Une bactérie présente dans la bouche qui cause des gingivites pourrait jouer un rôle dans l’apparition de la maladie d’Alzheimer. C’est du moins la conclusion de chercheurs publiée dans la revue Science Advances et basée sur une série d’expériences réalisées sur des humains et des souris. Ils présentent également un médicament pour combattre cette bactérie, relaie De Morgen.

La maladie d’Alzheimer est une forme de démence qui touche plus de 200 000 personnes en Belgique. Les patients rencontrent progressivement de plus en plus de problèmes de mémoire, mais aussi de langage. Des gestes du quotidien comme la préparation du café peuvent devenir une réelle épreuve. En moyenne, les patients atteints de la maladie d’Alzheimer meurent dans les huit années qui suivent le diagnostic.

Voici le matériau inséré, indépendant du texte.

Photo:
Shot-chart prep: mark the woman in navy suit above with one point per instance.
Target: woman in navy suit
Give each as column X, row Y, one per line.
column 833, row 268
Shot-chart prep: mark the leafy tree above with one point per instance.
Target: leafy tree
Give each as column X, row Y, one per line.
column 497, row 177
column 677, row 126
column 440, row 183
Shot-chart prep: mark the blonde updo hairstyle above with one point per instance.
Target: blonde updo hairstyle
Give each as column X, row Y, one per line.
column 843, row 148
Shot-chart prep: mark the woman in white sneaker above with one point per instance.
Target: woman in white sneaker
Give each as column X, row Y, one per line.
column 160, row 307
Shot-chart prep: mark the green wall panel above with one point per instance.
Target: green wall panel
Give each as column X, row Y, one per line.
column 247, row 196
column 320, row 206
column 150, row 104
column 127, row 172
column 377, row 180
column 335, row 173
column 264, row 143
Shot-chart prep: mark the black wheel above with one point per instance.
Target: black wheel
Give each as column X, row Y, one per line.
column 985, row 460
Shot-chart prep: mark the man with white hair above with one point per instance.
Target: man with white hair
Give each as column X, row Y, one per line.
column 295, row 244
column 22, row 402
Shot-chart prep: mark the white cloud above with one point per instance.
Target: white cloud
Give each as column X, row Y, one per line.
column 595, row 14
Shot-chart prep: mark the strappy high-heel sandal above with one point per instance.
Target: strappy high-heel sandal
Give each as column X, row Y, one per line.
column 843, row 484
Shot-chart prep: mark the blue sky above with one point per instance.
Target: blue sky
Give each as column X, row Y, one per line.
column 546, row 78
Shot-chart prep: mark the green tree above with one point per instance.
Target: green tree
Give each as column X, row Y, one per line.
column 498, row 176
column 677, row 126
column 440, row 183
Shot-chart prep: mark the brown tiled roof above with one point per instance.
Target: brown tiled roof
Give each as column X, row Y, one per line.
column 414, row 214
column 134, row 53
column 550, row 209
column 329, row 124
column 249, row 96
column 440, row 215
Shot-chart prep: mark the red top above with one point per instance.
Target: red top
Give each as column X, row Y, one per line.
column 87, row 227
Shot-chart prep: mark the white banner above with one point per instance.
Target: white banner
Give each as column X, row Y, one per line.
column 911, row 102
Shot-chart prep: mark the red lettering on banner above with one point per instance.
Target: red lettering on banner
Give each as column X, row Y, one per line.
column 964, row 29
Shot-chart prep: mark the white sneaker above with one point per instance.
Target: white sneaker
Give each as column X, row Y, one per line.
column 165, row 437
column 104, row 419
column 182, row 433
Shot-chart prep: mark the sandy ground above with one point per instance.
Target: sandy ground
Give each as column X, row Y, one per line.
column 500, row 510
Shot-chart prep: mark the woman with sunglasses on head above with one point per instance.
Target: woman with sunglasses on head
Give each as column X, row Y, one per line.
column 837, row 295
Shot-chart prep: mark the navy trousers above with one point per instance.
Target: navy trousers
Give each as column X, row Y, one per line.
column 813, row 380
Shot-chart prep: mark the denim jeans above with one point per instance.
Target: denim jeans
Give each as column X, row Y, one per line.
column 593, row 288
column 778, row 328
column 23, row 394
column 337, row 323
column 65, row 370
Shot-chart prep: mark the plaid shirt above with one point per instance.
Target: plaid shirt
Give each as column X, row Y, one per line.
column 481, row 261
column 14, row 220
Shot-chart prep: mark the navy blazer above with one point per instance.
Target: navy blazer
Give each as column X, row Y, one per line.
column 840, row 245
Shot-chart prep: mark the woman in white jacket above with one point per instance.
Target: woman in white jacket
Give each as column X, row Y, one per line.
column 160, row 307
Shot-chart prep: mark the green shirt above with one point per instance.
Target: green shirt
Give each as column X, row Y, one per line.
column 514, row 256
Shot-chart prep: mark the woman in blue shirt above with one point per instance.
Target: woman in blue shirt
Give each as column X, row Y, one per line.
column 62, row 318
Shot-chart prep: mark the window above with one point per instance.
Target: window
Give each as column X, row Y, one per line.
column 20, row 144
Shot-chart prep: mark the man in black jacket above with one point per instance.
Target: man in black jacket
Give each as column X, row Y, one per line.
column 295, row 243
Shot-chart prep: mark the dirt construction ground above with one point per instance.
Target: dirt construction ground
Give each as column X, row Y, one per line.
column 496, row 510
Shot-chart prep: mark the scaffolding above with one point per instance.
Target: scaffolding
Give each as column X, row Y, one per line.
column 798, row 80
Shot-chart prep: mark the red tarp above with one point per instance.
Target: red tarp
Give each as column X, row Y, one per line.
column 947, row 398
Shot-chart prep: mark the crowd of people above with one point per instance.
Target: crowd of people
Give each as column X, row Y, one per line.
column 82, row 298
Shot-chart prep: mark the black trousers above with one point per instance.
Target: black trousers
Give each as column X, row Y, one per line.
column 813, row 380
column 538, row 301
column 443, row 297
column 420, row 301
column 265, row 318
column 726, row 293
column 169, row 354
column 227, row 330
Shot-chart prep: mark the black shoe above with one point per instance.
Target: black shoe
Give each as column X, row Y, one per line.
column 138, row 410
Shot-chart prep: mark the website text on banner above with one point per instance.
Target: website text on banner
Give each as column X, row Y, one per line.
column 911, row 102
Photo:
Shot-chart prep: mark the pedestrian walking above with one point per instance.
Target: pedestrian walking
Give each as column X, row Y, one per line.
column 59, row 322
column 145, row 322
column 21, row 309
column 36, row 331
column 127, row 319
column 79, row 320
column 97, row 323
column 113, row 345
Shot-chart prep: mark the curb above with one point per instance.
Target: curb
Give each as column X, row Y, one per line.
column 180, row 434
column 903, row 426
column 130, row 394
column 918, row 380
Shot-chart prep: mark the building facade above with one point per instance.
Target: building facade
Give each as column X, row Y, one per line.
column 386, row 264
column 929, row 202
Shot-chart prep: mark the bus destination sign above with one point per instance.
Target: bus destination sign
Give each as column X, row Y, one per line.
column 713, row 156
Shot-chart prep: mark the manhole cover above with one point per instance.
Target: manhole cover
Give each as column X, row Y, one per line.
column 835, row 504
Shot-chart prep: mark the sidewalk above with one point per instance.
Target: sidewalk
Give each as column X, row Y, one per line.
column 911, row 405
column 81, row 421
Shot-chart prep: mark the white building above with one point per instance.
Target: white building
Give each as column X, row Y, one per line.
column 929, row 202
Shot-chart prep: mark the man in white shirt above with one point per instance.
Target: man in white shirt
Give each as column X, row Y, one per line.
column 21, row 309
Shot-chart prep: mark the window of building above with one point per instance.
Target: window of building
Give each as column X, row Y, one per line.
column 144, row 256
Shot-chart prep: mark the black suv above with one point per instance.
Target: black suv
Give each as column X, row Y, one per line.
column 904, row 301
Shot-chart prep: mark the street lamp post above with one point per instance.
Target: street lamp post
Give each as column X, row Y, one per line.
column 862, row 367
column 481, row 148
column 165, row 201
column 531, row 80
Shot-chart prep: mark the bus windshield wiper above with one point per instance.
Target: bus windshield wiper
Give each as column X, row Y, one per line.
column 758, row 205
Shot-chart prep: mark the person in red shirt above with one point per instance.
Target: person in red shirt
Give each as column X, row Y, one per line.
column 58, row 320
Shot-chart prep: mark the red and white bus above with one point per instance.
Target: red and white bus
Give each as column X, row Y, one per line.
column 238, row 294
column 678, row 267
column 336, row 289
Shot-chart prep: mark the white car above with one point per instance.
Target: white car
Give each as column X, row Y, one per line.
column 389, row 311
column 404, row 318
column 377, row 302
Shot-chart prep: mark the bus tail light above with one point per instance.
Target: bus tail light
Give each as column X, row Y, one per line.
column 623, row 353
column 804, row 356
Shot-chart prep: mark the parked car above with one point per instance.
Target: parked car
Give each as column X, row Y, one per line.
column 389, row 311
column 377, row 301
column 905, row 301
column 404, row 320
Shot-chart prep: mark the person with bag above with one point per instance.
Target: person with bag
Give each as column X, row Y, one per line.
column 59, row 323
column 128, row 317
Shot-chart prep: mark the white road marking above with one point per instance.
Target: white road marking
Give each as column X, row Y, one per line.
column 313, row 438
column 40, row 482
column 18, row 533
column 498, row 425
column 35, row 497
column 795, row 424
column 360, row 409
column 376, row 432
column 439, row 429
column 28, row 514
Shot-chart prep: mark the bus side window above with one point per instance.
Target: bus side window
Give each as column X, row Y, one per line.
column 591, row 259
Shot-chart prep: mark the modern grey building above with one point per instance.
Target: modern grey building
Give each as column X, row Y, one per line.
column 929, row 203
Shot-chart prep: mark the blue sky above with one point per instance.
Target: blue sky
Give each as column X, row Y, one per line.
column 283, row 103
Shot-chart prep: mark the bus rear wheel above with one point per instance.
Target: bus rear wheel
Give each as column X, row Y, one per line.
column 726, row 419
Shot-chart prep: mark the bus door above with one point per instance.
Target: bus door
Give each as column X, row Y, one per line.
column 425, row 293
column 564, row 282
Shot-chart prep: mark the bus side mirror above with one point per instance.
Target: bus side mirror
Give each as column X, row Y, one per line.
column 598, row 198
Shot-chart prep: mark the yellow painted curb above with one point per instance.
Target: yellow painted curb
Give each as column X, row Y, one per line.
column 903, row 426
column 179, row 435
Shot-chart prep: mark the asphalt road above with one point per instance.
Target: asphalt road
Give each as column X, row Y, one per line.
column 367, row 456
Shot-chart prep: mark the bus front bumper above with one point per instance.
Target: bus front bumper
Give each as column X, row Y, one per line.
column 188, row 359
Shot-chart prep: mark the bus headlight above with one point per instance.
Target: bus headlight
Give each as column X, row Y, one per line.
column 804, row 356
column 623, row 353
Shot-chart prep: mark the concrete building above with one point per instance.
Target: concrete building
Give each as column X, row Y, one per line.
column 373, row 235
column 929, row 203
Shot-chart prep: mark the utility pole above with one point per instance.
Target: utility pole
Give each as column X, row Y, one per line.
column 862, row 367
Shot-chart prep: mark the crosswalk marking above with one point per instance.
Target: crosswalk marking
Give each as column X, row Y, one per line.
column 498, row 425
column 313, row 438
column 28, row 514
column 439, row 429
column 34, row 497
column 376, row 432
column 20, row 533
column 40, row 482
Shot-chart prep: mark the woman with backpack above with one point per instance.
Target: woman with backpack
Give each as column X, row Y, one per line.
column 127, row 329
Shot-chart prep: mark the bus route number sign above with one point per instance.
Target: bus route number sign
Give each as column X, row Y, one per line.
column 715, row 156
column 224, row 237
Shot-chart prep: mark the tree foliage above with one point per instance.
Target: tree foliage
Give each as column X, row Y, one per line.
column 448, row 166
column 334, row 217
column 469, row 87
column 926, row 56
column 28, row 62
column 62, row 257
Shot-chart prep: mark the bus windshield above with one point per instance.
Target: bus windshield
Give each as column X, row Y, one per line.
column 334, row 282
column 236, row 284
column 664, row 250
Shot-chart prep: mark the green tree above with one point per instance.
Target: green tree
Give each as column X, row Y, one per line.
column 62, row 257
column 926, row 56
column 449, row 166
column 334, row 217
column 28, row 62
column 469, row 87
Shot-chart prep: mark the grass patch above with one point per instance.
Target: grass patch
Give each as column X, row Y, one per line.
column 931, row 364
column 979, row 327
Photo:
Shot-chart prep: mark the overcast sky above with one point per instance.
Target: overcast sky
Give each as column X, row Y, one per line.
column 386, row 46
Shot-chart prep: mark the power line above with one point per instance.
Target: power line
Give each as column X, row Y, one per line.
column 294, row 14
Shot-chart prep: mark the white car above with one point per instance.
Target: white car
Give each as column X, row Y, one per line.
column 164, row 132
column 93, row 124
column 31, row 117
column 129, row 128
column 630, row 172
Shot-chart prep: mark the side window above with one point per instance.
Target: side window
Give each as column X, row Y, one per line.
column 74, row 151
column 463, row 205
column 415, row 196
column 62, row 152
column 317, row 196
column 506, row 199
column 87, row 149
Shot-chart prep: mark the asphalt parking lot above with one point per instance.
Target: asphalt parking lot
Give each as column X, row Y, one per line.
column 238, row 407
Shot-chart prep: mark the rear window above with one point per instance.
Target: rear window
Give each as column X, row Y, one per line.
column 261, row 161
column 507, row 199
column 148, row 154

Des scientifiques, dirigés par l’équipe de Jan Potempa, de l’Université de Cracovie, ont trouvé de l’ADN d’une bactérie buccale, de son petit nom scientifique P. gingivali, dans le cerveau de patients Alzheimer. Cette bactérie est l’une des principales causes de la parodontite, une inflammation grave des gencives qui peut entraîner la perte des dents, entre autres. La parodontite est relativement fréquente chez les personnes âgées.

Les chercheurs ont également trouvé plus de gingipaïne dans le cerveau des patients atteints d’Alzheimer décédés que chez les personnes non atteintes de la maladie. La gingipaïne est une enzyme qui produit la bactérie gingivale et provoque une inflammation. Les chercheurs pensent donc que ces infections peuvent mener à la maladie d’Alzheimer.

Lors d’une expérience chez la souris, ils ont remarqué que la gingipaïne provoquait une augmentation de la protéine bêta-amyloïde dans le cerveau.

Chez les personnes touchées par la maladie d’Alzheimer, ce bêta-amyloïde s’accumule dans les plaques entre les cellules du cerveau. Par conséquent, ces cellules ne peuvent plus bien communiquer entre elles, ce qui entraîne la démence. Jusqu’à présent, on ne sait pas exactement quand et pourquoi de telles accumulations d’amyloïdes se produisent. Il semble maintenant que la bactérie P. gingivalis pourrait en être, en partie, responsable.

Santé bucco-dentaire

« C’est une étude étonnante« , déclare Wim Crielaard, professeur de biologie moléculaire au Centre universitaire de dentisterie d’Amsterdam (ACTA) qui n’a pas pris part à cette recherche. « L’idée que la santé buccodentaire et la maladie d’Alzheimer peuvent être liées existe depuis cinq ans », dit-il. « Ces résultats corroborent bien cette hypothèse ». Cependant, le professeur souligne que de nombreuses autres bactéries jouent un rôle dans la parodontite, et peut-être aussi dans la maladie d’Alzheimer.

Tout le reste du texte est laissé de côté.